グローバル ~/.claude/ フォルダの中身
ホームディレクトリの ~/.claude/ は、すべてのプロジェクトに適用される個人設定を管理する場所です。中身を詳しく見てみましょう。
~/.claude/CLAUDE.md
すべてのClaude Codeセッションで読み込まれる個人的な方針です。プロジェクトに関係なく常に適用したいルールを書きます。
# 個人設定
## コミュニケーション
- 会話・説明は日本語で行う
- コード・コミットメッセージは英語で書く
## コーディングの好み
- 常に型定義を先に書く
- テストを書いてから実装する
~/.claude/projects/
プロジェクトごとのセッション履歴と自動メモリが保存されます。Claude Codeが「前回のセッションで何をしたか」を覚えておく場所です。この中身は自動的に管理されるので、手動で編集する必要はありません。
~/.claude/commands/
プロジェクトを横断して使いたい個人コマンドを置く場所です。ここに置いたコマンドは、どのプロジェクトでも /user:xxx で呼び出せます。
実践セットアップ -- 5つのステップ
ここまでの知識を使って、実際にセットアップしてみましょう。ステップ1から順番に進めてください。
ステップ 1: CLAUDE.md を自動生成する
最も簡単な始め方は、Claude Code に自動生成してもらうことです。
claude
Claude Codeが起動したら、セッション内で以下を入力します。
/init
Claude がプロジェクトのコードを分析して、CLAUDE.md の雛形を自動生成します。生成されたファイルを確認し、不要な部分を削除、足りない部分を追加しましょう。

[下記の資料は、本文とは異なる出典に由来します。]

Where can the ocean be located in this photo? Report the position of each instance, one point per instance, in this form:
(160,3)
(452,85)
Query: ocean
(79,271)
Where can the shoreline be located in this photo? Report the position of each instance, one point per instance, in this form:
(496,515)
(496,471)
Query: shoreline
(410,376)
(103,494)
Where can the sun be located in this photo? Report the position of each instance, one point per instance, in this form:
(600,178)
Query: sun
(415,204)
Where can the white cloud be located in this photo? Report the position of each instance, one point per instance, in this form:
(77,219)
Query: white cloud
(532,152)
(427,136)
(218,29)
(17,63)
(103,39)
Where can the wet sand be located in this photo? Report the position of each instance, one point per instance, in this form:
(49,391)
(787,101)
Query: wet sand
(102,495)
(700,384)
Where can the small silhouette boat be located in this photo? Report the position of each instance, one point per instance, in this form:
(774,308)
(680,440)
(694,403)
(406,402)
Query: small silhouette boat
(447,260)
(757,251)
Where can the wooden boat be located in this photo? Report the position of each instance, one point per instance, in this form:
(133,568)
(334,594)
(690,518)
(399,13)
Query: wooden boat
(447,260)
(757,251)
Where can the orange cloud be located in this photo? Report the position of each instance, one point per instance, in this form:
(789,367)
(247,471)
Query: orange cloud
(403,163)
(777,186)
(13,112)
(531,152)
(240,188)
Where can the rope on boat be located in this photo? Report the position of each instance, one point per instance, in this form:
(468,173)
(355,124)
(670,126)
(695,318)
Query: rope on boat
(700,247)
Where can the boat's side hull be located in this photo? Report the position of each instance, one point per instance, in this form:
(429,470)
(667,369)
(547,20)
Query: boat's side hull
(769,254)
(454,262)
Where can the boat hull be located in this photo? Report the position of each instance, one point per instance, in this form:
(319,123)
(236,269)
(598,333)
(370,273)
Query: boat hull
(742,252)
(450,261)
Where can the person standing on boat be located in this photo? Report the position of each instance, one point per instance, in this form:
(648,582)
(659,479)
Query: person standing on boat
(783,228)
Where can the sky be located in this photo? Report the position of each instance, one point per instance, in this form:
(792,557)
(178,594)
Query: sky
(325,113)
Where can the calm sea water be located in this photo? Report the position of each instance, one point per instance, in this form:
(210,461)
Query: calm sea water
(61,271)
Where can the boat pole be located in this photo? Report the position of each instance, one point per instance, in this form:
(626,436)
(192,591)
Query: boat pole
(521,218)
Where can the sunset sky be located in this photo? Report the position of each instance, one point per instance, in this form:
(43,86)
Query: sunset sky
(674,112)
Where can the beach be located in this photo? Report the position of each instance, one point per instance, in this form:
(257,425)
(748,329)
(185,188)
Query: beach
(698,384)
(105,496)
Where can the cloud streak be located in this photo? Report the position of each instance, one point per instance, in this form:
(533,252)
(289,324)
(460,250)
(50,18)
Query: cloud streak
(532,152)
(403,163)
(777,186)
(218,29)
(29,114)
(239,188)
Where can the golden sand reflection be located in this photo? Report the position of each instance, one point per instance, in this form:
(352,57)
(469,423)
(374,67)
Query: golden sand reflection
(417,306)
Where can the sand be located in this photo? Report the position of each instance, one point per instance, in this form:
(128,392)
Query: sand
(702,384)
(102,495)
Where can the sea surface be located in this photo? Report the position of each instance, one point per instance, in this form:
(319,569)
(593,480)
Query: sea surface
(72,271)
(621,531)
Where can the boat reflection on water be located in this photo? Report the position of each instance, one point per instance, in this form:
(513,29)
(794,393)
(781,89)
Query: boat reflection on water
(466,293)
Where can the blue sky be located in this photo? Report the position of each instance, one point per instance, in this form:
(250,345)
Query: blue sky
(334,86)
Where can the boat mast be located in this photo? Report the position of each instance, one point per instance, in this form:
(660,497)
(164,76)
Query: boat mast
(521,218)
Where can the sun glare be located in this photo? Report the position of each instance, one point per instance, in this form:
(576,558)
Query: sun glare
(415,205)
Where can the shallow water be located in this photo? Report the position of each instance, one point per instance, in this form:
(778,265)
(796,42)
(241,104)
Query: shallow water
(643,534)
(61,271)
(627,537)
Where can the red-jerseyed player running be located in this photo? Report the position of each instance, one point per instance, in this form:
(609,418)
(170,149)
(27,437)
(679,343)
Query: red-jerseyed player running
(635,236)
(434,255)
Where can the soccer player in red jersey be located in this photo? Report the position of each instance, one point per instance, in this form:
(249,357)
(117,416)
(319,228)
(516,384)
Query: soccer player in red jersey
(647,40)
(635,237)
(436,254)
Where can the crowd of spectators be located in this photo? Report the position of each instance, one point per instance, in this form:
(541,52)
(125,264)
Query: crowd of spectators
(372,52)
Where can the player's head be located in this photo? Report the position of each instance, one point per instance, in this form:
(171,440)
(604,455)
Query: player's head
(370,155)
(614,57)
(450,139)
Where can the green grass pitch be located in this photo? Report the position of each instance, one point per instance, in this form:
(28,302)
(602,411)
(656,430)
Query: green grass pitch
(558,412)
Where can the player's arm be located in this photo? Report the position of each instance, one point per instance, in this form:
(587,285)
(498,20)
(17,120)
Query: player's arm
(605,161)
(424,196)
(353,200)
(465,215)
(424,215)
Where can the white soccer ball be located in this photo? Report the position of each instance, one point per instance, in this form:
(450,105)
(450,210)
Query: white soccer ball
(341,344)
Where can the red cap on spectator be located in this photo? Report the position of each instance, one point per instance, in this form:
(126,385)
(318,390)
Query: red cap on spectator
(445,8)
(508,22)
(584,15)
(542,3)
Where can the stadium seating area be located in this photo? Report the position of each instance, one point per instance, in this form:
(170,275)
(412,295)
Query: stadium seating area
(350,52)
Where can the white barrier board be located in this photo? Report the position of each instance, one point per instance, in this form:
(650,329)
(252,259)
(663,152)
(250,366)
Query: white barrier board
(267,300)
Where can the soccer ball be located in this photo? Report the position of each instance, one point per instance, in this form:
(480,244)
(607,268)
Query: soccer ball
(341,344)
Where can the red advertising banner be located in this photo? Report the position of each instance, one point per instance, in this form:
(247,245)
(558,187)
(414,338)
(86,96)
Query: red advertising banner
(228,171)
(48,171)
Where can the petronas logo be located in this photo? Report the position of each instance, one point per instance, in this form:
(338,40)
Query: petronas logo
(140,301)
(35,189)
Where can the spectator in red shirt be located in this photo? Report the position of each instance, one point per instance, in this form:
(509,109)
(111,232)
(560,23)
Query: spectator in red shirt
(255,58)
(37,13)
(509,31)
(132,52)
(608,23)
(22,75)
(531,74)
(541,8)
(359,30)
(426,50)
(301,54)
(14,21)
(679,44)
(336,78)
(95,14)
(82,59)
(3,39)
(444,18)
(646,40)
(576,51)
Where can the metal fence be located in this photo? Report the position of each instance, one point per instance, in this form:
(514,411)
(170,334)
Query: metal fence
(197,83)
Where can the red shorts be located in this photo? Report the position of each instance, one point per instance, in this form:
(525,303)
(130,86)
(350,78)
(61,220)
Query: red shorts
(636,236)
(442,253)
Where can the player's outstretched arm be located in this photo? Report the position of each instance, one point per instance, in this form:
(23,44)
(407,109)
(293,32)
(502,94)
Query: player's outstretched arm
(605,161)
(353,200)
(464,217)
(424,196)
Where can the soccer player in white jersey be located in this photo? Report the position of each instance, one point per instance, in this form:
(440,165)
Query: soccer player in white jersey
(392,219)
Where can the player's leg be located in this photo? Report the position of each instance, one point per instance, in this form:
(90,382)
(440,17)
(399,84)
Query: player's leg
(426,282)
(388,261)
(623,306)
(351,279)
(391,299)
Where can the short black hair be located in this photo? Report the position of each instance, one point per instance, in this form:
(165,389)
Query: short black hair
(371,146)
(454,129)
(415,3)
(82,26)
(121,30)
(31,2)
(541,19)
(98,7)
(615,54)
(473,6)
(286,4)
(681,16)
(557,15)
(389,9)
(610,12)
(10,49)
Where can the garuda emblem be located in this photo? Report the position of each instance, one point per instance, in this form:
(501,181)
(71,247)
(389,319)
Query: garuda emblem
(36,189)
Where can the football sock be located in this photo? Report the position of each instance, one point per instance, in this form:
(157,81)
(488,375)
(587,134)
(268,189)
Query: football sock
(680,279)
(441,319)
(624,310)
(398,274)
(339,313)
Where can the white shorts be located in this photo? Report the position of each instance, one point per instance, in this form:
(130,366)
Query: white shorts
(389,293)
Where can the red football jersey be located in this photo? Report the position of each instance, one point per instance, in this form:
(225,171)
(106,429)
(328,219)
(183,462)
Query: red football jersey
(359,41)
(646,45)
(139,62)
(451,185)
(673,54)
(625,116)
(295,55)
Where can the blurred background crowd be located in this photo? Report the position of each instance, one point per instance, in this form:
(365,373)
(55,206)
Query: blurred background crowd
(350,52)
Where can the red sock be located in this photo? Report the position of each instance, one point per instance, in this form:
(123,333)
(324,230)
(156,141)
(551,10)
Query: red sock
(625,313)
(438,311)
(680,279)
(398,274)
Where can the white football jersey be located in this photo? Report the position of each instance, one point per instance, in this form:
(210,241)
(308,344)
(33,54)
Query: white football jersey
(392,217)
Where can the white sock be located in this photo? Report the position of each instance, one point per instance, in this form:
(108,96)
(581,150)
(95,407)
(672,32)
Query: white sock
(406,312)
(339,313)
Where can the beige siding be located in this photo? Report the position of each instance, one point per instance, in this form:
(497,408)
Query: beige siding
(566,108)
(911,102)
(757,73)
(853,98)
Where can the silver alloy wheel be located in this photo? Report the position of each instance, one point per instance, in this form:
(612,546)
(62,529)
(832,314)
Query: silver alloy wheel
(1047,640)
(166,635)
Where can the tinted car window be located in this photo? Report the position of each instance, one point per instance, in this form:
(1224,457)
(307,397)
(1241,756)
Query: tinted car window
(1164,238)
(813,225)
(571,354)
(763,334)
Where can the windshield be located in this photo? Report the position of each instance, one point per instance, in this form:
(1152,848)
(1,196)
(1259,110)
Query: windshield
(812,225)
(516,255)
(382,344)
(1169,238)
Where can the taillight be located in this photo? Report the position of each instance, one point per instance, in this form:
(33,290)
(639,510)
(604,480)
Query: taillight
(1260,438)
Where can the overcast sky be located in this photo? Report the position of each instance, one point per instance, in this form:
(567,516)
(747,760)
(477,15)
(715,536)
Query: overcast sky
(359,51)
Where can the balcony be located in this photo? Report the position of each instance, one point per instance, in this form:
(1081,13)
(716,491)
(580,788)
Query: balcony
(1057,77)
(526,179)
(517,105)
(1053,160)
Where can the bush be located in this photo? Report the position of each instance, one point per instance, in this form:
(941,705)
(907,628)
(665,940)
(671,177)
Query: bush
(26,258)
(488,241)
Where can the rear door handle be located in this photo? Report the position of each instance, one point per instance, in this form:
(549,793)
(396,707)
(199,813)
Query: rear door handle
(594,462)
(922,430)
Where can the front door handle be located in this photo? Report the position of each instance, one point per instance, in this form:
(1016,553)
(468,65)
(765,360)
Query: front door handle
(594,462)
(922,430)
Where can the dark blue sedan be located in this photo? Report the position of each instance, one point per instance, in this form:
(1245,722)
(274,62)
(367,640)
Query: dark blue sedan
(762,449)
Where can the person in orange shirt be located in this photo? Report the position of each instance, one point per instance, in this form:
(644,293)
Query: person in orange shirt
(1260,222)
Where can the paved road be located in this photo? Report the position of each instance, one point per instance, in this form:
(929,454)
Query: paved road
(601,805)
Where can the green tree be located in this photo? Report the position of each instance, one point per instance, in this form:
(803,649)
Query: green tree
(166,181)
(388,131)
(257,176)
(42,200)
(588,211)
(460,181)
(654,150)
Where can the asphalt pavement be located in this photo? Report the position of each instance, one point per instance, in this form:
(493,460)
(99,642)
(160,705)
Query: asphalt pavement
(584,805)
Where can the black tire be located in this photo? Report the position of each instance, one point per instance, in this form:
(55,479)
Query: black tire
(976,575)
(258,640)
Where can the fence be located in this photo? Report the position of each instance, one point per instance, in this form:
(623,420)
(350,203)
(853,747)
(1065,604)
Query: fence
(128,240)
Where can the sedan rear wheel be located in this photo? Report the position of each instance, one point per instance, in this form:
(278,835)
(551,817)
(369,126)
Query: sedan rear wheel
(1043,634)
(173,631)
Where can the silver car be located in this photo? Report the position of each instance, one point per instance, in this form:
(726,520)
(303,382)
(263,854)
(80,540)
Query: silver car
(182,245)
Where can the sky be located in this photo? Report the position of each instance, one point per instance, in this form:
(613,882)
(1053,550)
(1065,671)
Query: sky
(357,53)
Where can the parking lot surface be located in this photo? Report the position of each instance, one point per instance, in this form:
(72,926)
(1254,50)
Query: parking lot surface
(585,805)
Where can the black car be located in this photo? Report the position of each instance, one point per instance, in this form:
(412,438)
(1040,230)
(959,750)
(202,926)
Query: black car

ステップ 2: settings.json で権限を設定する
.claude/settings.json を作成し、最低限の権限設定を行います。
mkdir -p .claude
touch .claude/settings.json
以下をコピーして貼り付けてください。プロジェクトに合わせて allow の中身を変更します。
{
"permissions": {
"allow": [
"Bash(npm run *)",
"Bash(git status)",
"Bash(git diff *)",
"Bash(git log *)",
"Read",
"Write",
"Edit"
],
"deny": [
"Bash(rm -rf *)",
"Read(./.env)"
]
}
}
ステップ 3: よく使うコマンドを1〜2個作る
mkdir -p .claude/commands
まずはコードレビューコマンドを作ってみましょう。
touch .claude/commands/review.md
中身を書きます。
現在のブランチと main ブランチの差分を確認し、
バグ・セキュリティ・パフォーマンスの観点でレビューしてください。
`git diff main...HEAD`
これで /project:review が使えるようになります。
ステップ 4: ルールが増えたら分割する
CLAUDE.md が長くなってきたと感じたら、ルールを .claude/rules/ に分割します。
mkdir -p .claude/rules
CLAUDE.md からコーディング規約の部分を切り出して、別ファイルにします。
touch .claude/rules/code-style.md
切り出した内容を code-style.md に移動し、CLAUDE.md からはその部分を削除します。.claude/rules/ 内のファイルは自動で読み込まれるので、特別な設定は不要です。
ステップ 5: 個人設定を追加する
touch ~/.claude/CLAUDE.md
プロジェクトに関係なく、常に適用したい個人的な好みを書きます。
# 個人設定
- 会話・説明は日本語で行う
- コミットメッセージは英語で書く
- コードにコメントを書くときは日本語にする
ステップ1〜3を設定するだけで、Claude Codeの生産性は大幅に向上します。ステップ4(ルール分割)と5(個人設定)は、使い込んで必要性を感じたときに追加すれば十分です。skills/ や agents/ はさらに上級者向けなので、まずはここまでのステップを確実に押さえましょう。
まとめ
.claude/ フォルダは、「あなたが誰で、プロジェクトが何をし、どのルールに従うべきか」をClaudeに伝えるための仕組みです。
この記事で解説した内容を振り返ります。
| ファイル・フォルダ | 役割 | 最初に必要? |
|---|---|---|
| CLAUDE.md | Claudeへの取扱説明書。最も重要 | はい |
| settings.json | 権限の許可・拒否を設定 | はい |
| commands/ | スラッシュコマンドを自作 | おすすめ |
| rules/ | ルールを分割管理 | CLAUDE.mdが長くなったら |
| skills/ | 自動起動ワークフロー | 上級者向け |
| agents/ | 専門サブエージェント | 上級者向け |
CLAUDE.md が最もレバレッジの高いファイルです。 まずそこを正しく設定しましょう。他のすべてはその最適化です。
明確に定義すればするほど、Claudeの修正に費やす時間が減り、有益な作業に充てる時間が増えます。